Além disso, a associação aponta que esse modelo de hospital ajuda a desafogar o sistema de saúde, uma vez que os pacientes que precisam de cuidados continuados permanecem ocupando leitos em hospitais de alta complexidade. Em vários países o desenvolvimento desse modelo foi pensado com o intuito de reduzir o tempo de hospitalização de cuidados agudos, levando a uma redução das despesas médicas. Assim, esses hospitais de transição ocupam a lacuna de falta de leitos e promovem eficiência no processo de saúde, diminuindo os custos de internação prolongada. Segundo a ABRAHCT, o custo médio de um paciente no hospital de transição gira em torno de 15% a 40% de um hospital geral.
Assistência domiciliar ou home care
Quanto ao home care, o artigo do Boletim Técnico do Senac apontou que esse modelo substitui a atenção do hospital para pacientes clinicamente estáveis.

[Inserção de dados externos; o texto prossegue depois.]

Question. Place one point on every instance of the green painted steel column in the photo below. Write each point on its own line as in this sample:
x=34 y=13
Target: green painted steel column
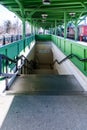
x=76 y=31
x=65 y=25
x=55 y=26
x=24 y=32
x=31 y=27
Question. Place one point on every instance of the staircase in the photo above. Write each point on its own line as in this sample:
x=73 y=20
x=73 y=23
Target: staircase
x=42 y=79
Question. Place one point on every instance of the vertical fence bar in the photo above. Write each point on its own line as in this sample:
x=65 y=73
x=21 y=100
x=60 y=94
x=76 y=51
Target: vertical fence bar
x=0 y=64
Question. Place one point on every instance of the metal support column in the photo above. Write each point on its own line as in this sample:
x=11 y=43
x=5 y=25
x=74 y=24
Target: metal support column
x=55 y=26
x=76 y=31
x=65 y=25
x=24 y=32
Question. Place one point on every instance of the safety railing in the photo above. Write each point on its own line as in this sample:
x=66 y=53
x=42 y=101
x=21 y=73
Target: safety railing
x=19 y=62
x=68 y=57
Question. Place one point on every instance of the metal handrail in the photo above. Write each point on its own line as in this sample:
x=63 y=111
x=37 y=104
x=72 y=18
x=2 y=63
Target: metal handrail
x=69 y=57
x=7 y=59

O home care implica em vários fatores positivos, entre eles a redução do risco de infecção hospitalar, a humanização da atenção pela proximidade do paciente com seus familiares, aumento da resposta terapêutica ligada a uma melhora da qualidade de vida, entre outros pontos.

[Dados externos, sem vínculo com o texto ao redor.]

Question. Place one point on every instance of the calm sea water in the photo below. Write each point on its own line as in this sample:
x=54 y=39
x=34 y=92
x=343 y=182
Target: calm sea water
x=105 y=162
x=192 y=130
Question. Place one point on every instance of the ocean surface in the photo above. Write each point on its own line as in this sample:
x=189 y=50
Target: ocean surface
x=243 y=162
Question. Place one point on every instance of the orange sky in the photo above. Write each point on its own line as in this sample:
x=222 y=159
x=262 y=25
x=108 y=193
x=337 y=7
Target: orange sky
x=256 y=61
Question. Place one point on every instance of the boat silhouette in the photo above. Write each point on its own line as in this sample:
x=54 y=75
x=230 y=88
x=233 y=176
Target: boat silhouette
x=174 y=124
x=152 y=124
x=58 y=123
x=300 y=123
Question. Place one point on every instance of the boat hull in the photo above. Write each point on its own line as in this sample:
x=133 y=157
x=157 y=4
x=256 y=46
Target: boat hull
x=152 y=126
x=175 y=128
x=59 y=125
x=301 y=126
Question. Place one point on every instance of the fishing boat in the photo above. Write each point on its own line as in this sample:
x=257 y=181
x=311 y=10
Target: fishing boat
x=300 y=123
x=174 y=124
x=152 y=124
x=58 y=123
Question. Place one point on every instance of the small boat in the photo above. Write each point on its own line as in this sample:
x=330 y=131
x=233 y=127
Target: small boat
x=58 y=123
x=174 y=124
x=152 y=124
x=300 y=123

No entanto, o home care possui vários desafios, como indicado ao longo do artigo: costuma haver uma resistência da família em relação ao home care, pois os familiares se sentem frustrados com a alta hospitalar antes do desaparecimento de todos os sintomas; a função daquele que cuida do paciente é vista como desgastante, havendo uma forte necessidade de apoio psicológico da equipe de saúde; e as famílias se sentem inseguras de assumir um cuidado no domicílio, entre outros pontos.
No Brasil, os médicos de família foram pioneiros quanto à prestação de serviços e saúde em domicílio, mas a expansão dessa forma e assistência começou com a ampliação de programas inerentes ao SUS. De acordo com o Núcleo Nacional de Empresas de Serviços de Atenção Domiciliar (Nead), a pandemia impulsionou esse modelo de cuidado por conta do risco de infecção nos hospitais, com uma alta de 15% do faturamento no setor em 2020. Contudo, o Nead ressalta que mais de 95% dos atendimentos de home care são voltados para clientes de planos de saúde.
Contexto internacional da desospitalização
A desospitalização já está mais consolidada em países mais desenvolvidos, tanto em relação aos hospitais de transição quanto ao home care. O relatório da Grand View Research apontou que o mercado global de serviços voltados para cuidados de transição foi avaliado em US$ 175,6 bilhões em 2021 e fez uma estimativa de expansão a uma taxa de crescimento anual composta de 17,4% do ano de 2022 até 2030.
O Grand View Research também atribui essa perspectiva de crescimento à demanda provocada pelo aumento das doenças crônicas no mundo, o que está muito atrelado ao envelhecimento populacional. Houve um destaque para a população idosa em países como Estados Unidos, Itália, China, Japão e Índia. Outros fatores que impulsionam a expansão desse mercado são a redução das reinternações nas unidades de saúde e o custo-efetividade desses serviços.
O relatório indica que em 2021 a América do Norte prevaleceu nesse mercado com uma participação superior a 45%, sendo ele muito competitivo, uma vez que os principais players desse mercado estão nessa região. Ainda, há uma expectativa de que a taxa de crescimento anual composta na região da Ásia-Pacífico seja de 18,3% entre 2022 e 2030 (ou seja, superior à média de 17,4%). Isso se deve principalmente ao crescimento da população idosa, além do aumento de cirurgias, doenças e estabelecimento de instalações de saúde nesta região.